Il secondo istituto, invece, è più leggero e riguarda i cosiddetti patti di convivenza. Potrebbe essere richiesta da coppie omo ed eterosessuali (nel senso etimologico del termine e non tanto delle preferenze sessuali) che decidano di organizzare la propria vita in comune: vi sono clausole di esclusione ma lo scioglimento del patto è più facile così come minori sono i doveri e i diritti di cui si potrà godere. I primi riguardano genericamente il vincolo alla reciproca assistenza materiale, mentre i secondi sono limitati alla reciproca assistenza sanitaria e penitenziaria e alla successione nel contratto di locazione. Lo scioglimento seguirebbe, invece, la falsariga di quanto già previsto dal Regolamento genovese: non vi è necessità di rivolgersi al Tribunale ma basta una dichiarazione consensuale presso un ufficiale di Stato civile o, se si tratta di un’iniziativa unilaterale, la prova di una comunicazione avvenuta per iscritto alla controparte. A maggior tutela dell’istituto, nel disegno di legge è anche previsto che gli effetti del patto di convivenza si protraggano per un anno dopo la richiesta di cessazione.
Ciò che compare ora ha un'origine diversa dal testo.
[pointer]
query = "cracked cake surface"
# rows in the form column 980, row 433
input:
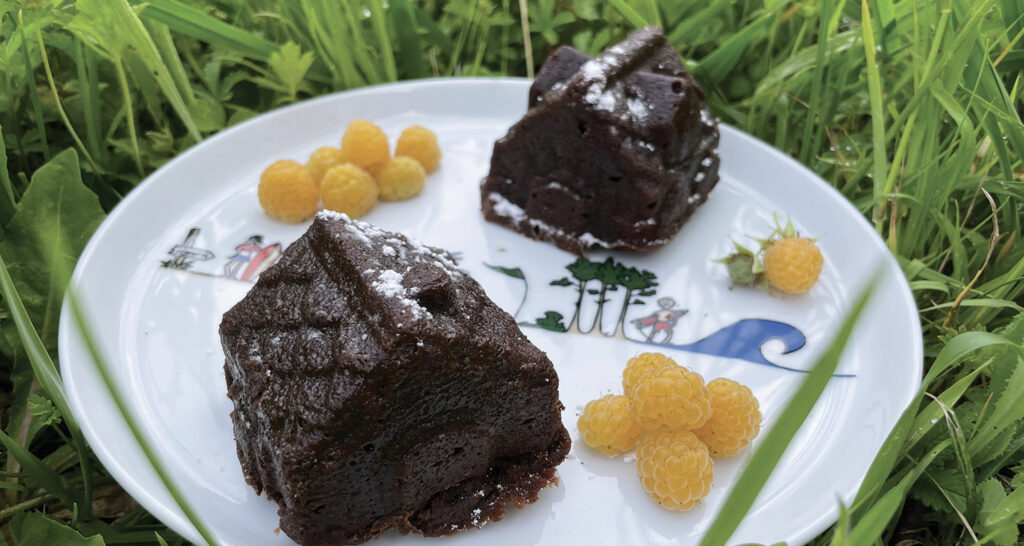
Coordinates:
column 614, row 152
column 376, row 386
«Questa seconda forma più leggera di legame – spiega l’assessore Fiorini – può essere l’anticamera di un matrimonio o di un’unione civile ma potrebbe anche rappresentare solamente un momento nella vita di una persona».
C’è poi la questione da cui la discussione è rinata in Sala Rossa, ovvero la possibilità di trascrizione in Italia di matrimoni contratti all’estero. «Molte coppie omosessuali regolarmente sposate all’estero – racconta l’assessore – chiedono che la propria unione sia legittimata anche in Italia. Si tratta di dare attuazione all’esercizio del diritto di libera circolazione, per esempio a lavoratori comunitari che vengono a risiedere nel nostro Paese».
Ma ci sono anche situazioni più complicate come il caso famoso di un cittadino italiano sposato in Spagna con il compagno uruguaiano, che si è trovato costretto a tornare a Modena dopo aver perso il lavoro. In Italia, però, il compagno in quanto extracomunitario avrebbe perso il diritto alla cittadinanza. La situazione fu risolta dal Tribunale di Modena che ordinò alla Questura di provvedere al rilascio del permesso di soggiorno, facendo giurisprudenza in questo caso.
Una richiesta di trascrizione di matrimonio omosessuale contratto all’estero è arrivata ultimamente anche a Genova ed è al vaglio della Segreteria generale di Tursi. «La trascrizione – precisa Fiorini – in questo caso non avrebbe effetti costitutivi, dal momento che il matrimonio omosessuale non è previsto dal nostro ordinamento, ma solo certificativi: un riconoscimento comunque importante, al pari dell’inserimento nel Registro delle unioni civili. Si tratta di una questione giuridica che potrebbe essere superata qualora si arrivasse a una norma nazionale: su questo punto è importante perciò lavorare lasciando da parte ogni ideologia dal momento che parliamo del riconoscimento di un diritto e di una libertà».
All’interno di questo quadro si collocano anche i matrimoni di cittadini italiani dello stesso sesso, contratti all’estero. Inizialmente considerati contrari all’ordine pubblico e quindi non ratificabili, la loro disciplina è attualmente demandata allo spirito di iniziativa delle varie amministrazioni locali: Bologna e Napoli, ad esempio, si affidano a un’ordinanza del sindaco per procedere alla trascrizione. Anche in questo caso il disegno di legge all’esame del Senato potrebbe aiutare non poco.